Cinq ans après "Un Conte de Noël", Arnaud Desplechin fait son grand retour avec un film étonnant, en rupture avec son cinéma habituel. Rupture parce qu’il l’a tourné aux Etats-Unis, ce qui ne coule pas de source quand on connaît la filmo du cinéaste et la french touch qu’elle véhicule à plein nez. Rupture, également, parce qu’il s’est offert les services de la star Benicio del Toro et du compositeur Howard Shore, généralement crédité aux films de Martin Scorcese et David Cronenberg. Rupture, surtout, parce que Desplechin semble tourner la page des thèmes qui lui sont chers et qu’il distille depuis près de 20 ans, à savoir la complexité des sentiments au sein du couple et de la famille ("Comment je me suis disputé", "Rois et reine"). Sur le papier se dessine donc la promesse d’un renouvellement ambitieux. On s’étonne même presque de voir débouler au bout de vingt minutes son acteur fétiche, Mathieu Amalric, sous les traits d’un anthropologue un tantinet guignolesque.

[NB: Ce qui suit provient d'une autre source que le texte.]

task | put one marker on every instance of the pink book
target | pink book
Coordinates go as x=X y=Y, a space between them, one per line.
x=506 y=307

Mais allons à l’essentiel : non seulement la promesse est tenue, mais le film ne ressemble en rien à celui d’un réalisateur français cherchant à faire du cinéma américain. Fort heureusement ! Lenteur du rythme, décorticage de la psyché des personnages, refus de la spectacularisation pour mieux nous plonger dans un état de fascination… Desplechin prend le contre-pied de cette histoire de découverte scientifique (le livre dont le film s’inspire est un cas d’étude du vrai George Devereux) pour en faire un récit avant tout humaniste, axé sur la rencontre et l’apprivoisement mutuel de deux personnages hors normes. Leur lourd héritage est d’ailleurs l’un des aspects les plus intéressants du film : l’un est issu d’une tribue indienne en partie décimée, tandis que l’autre est un apprenti psychanalyste déconsidéré par ses pairs, juif de surcroît. Remarquable conteur, Desplechin trouve en outre le moyen de doubler cette fable universelle d’une lecture politique assez subtile de l’Histoire de l’Amérique, nous rappelant que les Indiens, longtemps traités comme des parias, furent envoyés au front sans vergogne lors des grands conflits du 20e siècle. Une finesse narrative qui confère au film une aura toute particulière.

Le revers de la médaille du parti-pris de Desplechin en matière de mise en scène est son absence de surprise : à aucun moment on ne sent poindre l’éventualité d’un rebondissement ou d’une révélation, tant le chemin vers la guérison s’annonce tout tracé, au rythme des séances de discussion, des révélations nocturnes ou de quelques moments d’égarement de Jimmy Picard. Cela dit, il ne faut pas voir dans la linéarité du film une marque d’autosatisfaction ou, pire, de paresse, mais bien la volonté d’exprimer un cheminement, un apprentissage. Et si certains déploreront quelques longueurs, d’autres se délecteront de cette propension au sous-régime, qui se manifeste jusque dans l’interprétation toute en retenue de l’imposant Benicio del Toro, et contribue à rendre le film agréablement étrange.

Un mot, enfin, sur Mathieu Amalric, dont on connaît depuis quelques années le penchant pour les rôles dégénérés, et qui brille ici par sa composition. Injustement ignoré par le jury au palmarès du festival de Cannes 2013, alors qu’il venait de livrer coup sur coup deux prestations de haute volée (guettez bien la sortie du prochain Polanski, où il est époustouflant), il prouve avec ce film non seulement qu’il est un grand acteur, mais aussi qu’il se bonifie avec le temps.